There has been much activity in the twittersphere regarding the ongoing battle between government and conservationists on the subject of the badger cull.
My own view is that the science doesn't really stack up in favour of a cull and it seems ironic that it is scientific advice that is 'very finely balanced' that has persuaded the government not to ban neonicotinoids.
This all suggests to me that the government wants to be seen to be helping out the farming community. If the science that suggests a cull won't make a difference is right, then the government isn't going to save itself any money in the long-term, so it does seem like a gesture, which makes me wonder what the root cause is and it may be hard to admit but I think we are all partly to blame.
The trouble is we have been conditioned to think food should be cheap.
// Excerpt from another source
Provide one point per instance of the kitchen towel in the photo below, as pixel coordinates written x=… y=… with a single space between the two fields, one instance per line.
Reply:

Of course, food should be affordable but should it be cheap?
The World Food Index of prices shows that the average food price is now lower than it was two years ago, although it is higher than it was in 2009.
We have all heard the rhetoric from supermarket bosses about how the consumer demands cheaper food. Sir Terry Leahy, former Tesco boss, spoke recently and hailed as a triumph the fact that the household food bill was now only 10% of income rather than the 50% it was in the past. Certainly sounds like progress but is it?
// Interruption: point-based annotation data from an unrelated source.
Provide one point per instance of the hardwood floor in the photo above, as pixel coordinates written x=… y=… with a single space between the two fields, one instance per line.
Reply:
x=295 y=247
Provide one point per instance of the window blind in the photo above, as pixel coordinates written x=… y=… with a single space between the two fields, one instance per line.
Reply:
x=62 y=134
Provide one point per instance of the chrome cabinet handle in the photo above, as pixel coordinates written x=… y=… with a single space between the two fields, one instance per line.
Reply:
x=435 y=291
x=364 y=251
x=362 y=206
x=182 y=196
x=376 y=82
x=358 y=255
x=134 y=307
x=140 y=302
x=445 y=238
According to Government statistics over 60% of adults and 30% of children are overweight or obese. I might be wrong here but I'm sure that being overweight is achieved by eating more than you actually need. Could it possibly be that cheap food available from supermarkets and restaurants are contributing to our national weight problem?
I think we have all started to see what cheap food means. Horse meat for one. In a supply chain that is being squeezed and squeezed it is unfortunately the people at the very bottom that gets squeezed the hardest and that is often the farmer.
I welcome the news that there is going to be a Groceries Code Adjudicator but I do wonder whether they will end up being the supermarket equivalent of the Leveson Report. She has already heard rumours of supermarkets demanding million pound payments from brands if they want to keep their products on the shelves. It is unlikely that the brands in question are going to take the full burden of these payment demands so everyone in the supply chain will end up contributing, perhaps even being threatened in the same fashion.
Last year it was reported that over 20,000 dairy farms has closed since 1996, a report suggested that farmers were three times more likely to take their own life and many farmers said that 2012 was the worst harvest they had experienced. Is it any wonder they get a bit tetchy?
We, the consumers, apparently demand cheap food (that what's the supermarkets tell us anyway) and yet we throw away 50% of everything we buy in fact I've seen figures that suggest throughout the supply over 75% of food is wasted. And yet 6 out of 10 adults in the UK is overweight.
So here's what I think. Maybe if we weren't squeezing the average farmer quite so hard, they would be inclined to farm in more wildlife friendly way, they might even be prepared to look at longer term solutions to bovine tb, such as vaccinations, rather than the seemingly instantly gratifying results of culling. Of course this would either mean that food prices go up, or others in the supply chain forgo some profit, but would it be a bad thing if a price hike meant people ate a little less, and weighed a little less as a result?